I appreciated the brief immersion into a world that challenged isolation

during the Bad Bunny halftime show. Kudos on a full Spanish performance. It touched my soul. The movement was familiar. It was all a vibe.


I understand isolation. For over a decade, I participated in a ministry-run outreach on Super Bowl Sunday. We used halftime as an opportunity to build community with team games and minute-to-win competitions. We enjoyed our huddle away from the secular music performed on the television. Family friendly.


Protest by Isolation:


During that ministry outreach, we didn’t interrupt the game because the that was considered a moral gathering. So this year when Turning Point created a national option for halftime, it felt eerily familiar. Protest by isolating. The proud and patriotic would send a message by tuning out what seemed contrary to their group identity. The same isolation I’d practiced was now on national display. I understand isolation.


Cautious isolation:


My neighborhood is fine. Not ritzy. Not dangerous. But it’s a city neighborhood. There is a Dollar General at the end of our street. We are three blocks away from where JaylandWalker was shot. We are six blocks away from a park and less than a mile from a public elementary school. Our kids rarely played outside with others.


They had far more friends away from our neighborhood than in our neighborhood. As they grew up, we were outside together, inside together, or away together. We didn’t encourage roaming around unsupervised. Because there’s a large age gap, they both grew up without a sibling peer to be outside with. The kids in my neighborhood looked at my kids as the special ones who don’t come out very often. Good kids. Kind kids. But isolated. I understand isolation.


Bad Bunny challenged Isolationism:


I really enjoyed the halftime show that Bad Bunny put on. The cultural beauty and the joy resonated with me. From sugarcane fields to bodegas, there was beauty in the performance. We were given permission to interpret every scene that we saw.
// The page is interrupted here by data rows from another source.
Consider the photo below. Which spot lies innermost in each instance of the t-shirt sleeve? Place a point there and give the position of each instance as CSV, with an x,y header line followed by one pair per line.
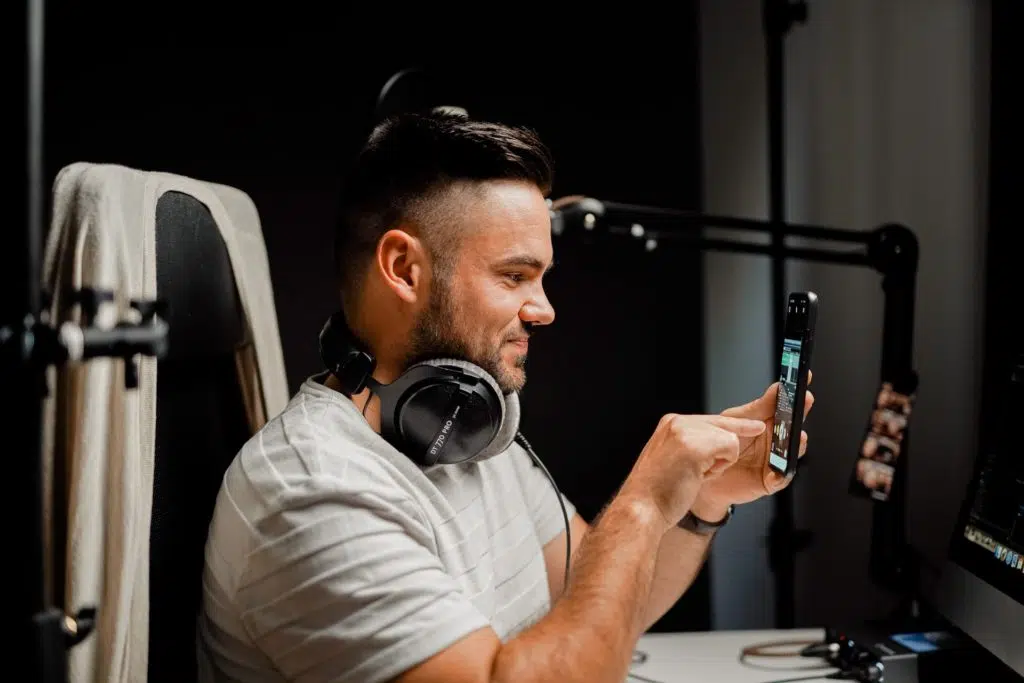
x,y
345,587
541,498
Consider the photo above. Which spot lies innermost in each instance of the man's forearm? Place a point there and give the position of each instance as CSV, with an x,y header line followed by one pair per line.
x,y
590,633
680,557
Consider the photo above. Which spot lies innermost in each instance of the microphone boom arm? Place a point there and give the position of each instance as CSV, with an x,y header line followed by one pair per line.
x,y
890,249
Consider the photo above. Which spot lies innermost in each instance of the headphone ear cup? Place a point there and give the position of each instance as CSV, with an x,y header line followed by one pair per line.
x,y
442,413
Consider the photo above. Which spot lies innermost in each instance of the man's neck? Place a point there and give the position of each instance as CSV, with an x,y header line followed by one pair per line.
x,y
371,413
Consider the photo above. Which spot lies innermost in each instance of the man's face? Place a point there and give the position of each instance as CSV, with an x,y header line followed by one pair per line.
x,y
492,299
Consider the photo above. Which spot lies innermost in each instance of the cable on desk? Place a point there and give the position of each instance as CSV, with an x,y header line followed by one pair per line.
x,y
836,676
763,650
642,679
760,649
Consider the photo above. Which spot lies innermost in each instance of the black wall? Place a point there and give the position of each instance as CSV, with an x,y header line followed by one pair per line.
x,y
276,104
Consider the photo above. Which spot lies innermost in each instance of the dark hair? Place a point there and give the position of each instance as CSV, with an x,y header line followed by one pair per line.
x,y
403,171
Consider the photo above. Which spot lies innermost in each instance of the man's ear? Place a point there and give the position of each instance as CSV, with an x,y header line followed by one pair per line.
x,y
401,260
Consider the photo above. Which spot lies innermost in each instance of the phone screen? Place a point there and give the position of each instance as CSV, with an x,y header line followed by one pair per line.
x,y
872,475
794,347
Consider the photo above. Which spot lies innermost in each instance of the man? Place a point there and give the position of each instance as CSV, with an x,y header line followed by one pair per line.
x,y
334,557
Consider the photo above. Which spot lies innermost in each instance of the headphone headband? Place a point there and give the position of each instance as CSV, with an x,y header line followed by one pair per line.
x,y
444,411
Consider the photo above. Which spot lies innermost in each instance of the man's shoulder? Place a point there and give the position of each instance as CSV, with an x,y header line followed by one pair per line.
x,y
320,439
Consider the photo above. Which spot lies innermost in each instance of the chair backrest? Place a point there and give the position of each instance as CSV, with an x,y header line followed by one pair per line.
x,y
201,422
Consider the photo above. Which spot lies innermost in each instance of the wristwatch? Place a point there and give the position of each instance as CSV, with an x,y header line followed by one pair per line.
x,y
693,523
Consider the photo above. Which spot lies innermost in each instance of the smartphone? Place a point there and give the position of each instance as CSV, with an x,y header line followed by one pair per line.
x,y
798,339
876,466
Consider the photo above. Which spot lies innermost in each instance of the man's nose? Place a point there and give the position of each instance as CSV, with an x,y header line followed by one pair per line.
x,y
538,310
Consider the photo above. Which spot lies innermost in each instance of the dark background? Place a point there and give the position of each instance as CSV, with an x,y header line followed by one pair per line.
x,y
276,105
276,108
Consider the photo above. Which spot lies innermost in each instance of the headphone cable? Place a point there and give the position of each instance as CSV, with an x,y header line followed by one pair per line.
x,y
558,495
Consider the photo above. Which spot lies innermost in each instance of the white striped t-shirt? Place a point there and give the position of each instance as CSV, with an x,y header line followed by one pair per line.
x,y
333,557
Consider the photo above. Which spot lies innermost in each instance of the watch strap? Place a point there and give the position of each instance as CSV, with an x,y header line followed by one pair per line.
x,y
693,523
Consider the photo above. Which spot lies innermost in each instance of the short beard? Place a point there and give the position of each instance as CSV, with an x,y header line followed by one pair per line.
x,y
435,336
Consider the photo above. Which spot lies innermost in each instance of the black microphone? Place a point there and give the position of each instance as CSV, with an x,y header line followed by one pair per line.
x,y
568,212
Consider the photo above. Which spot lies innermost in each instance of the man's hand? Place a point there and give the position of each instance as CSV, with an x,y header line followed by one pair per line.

To question what felt new to us. To identify what felt familiar. And to embrace difference.


I wondered if we would see any portion of the show where individuals were in tactical gear. Any message that was provided was far more subtle. As it seems that the emphasis was on joy. I appreciated the lands that were called out. The flags that were held up. The honor that was given. This was a challenge to isolation. And I appreciate it.


So as we return to life after our “halftime shows of choice,” let’s consider isolation with sobriety. We might choose isolation for protest. We might choose it for caution. I hope to counter isolation so that I might experience something new, and unfamiliar, and beautiful in this land where we sing about being both free and brave.